Wenn es den Planfeststellungsbeschluss gibt, „hat Amprion die Möglichkeit, einen Antrag auf vorzeitige Besitzeinweisung zu stellen.“ Die Bezirksregierung gibt dann den betroffenen Grundstückseigentümern die Möglichkeit, Stellung zu nehmen. Zur Festsetzung der Entschädigung wird ein neutraler Gutachter beauftragt. Wenn die Bezirksregierung einen entsprechenden Beschluss treffe, könne Amprion gegebenenfalls auch ohne individuelle Baufreigabe mit den Bauarbeiten beginnen. „Im Moment ist das alles aber noch ferne Zukunftsmusik“, betont Philipp Heinz.

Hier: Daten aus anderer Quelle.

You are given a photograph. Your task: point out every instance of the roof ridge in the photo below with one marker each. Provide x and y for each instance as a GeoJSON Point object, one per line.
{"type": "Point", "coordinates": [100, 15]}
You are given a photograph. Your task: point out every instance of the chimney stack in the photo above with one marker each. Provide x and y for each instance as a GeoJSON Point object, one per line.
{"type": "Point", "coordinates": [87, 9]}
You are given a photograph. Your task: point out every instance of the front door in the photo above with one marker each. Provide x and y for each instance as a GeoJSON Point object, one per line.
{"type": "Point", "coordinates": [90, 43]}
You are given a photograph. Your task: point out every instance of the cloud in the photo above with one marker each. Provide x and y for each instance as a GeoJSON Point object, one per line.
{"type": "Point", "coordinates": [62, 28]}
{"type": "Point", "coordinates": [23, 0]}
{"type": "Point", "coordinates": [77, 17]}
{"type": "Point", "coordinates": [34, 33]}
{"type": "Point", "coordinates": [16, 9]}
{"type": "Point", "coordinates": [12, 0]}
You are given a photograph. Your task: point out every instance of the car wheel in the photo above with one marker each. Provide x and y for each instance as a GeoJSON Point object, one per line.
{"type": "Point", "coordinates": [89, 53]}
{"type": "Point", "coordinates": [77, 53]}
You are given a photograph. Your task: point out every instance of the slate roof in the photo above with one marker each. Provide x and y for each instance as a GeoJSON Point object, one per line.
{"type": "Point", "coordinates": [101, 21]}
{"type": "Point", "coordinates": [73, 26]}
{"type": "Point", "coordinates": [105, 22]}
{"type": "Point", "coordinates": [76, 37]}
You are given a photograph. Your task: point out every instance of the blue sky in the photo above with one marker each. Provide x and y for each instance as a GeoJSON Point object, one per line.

Ansgar Klein und sein Mitstreiter Sascha Reller blicken zurück: auf den Kauf der Dänischen Wiese durch Amprion, lange bevor das Planfeststellungsverfahren begann. Auf die aus der Sicht einer Reihe von Beteiligten unzureichenden Gutachten, zum Beispiel zur Alternativtrasse durch den Wald, zur Kulturlandschaft Heestal, zum Standort des Umspannwerks. Auf die zögerliche Weitergabe von Unterlagen, die Sascha Reller zuletzt erst über die Plattform „Frag den Staat“ erzwungen hat. Auf die Post, die Amprion gelegentlich doch lieber an die Privatadressen der Grundstückseigentümer statt an den von ihnen gemeinsam beauftragten Anwalt schickt. Schließlich auf den Farbnebel, in den das Heestal, Weg und Weiden im vorigen Herbst bei dem Unterfangen getaucht wurden, Farbe auf die Masten zu bringen. „Das zieht sich wie ein roter Faden durch die ganze Geschichte“, sagt Ansgar Klein. Womöglich setze der Netzbetreiber darauf, den Widerstand gegen die Höchstspannungstrasse zu zermürben. „Ich kann mir nicht vorstellen, wie die sonst vorankommen wollen.“ Christian Bode erinnert sich noch ein paar Jahre weiter zurück: Da seien die Abgesandten des Stromtrassenbauers zum Kaffee gekommen und hätten eine Netzausbaubeschleunigungsprämie“ angeboten. Deutlich wird Rechtsanwalt Philipp Heinz: Die Vorlage des Baufreigabe-Formulars sei „nicht nur eine absolute Unverfrorenheit, sondern geht in Richtung Betrug“, von einem Versehen könne „keine Rede sein“.

Was hoffen lässt

Die Bürgerinitiative richtet sich auf einen langen Weg ein, der beim Bundesverwaltungsgericht in Leipzig enden könnte – wie für die Trassenanlieger in Herdecke, die dort ihren Prozess jüngst aber verloren haben. Ansgar Klein hat das Urteil gelesen und vergleicht: Anders als in Herdecke bringt Kreuztal mit der Waldtrasse an Mittelhees und Meiswinkel vorbei eine Trasse ins Spiel, von der nicht zusätzlich Anlieger betroffen wären. „Bei unserer Alternativtrasse muss niemand enteignet werden – das hat mich optimistisch gestimmt“.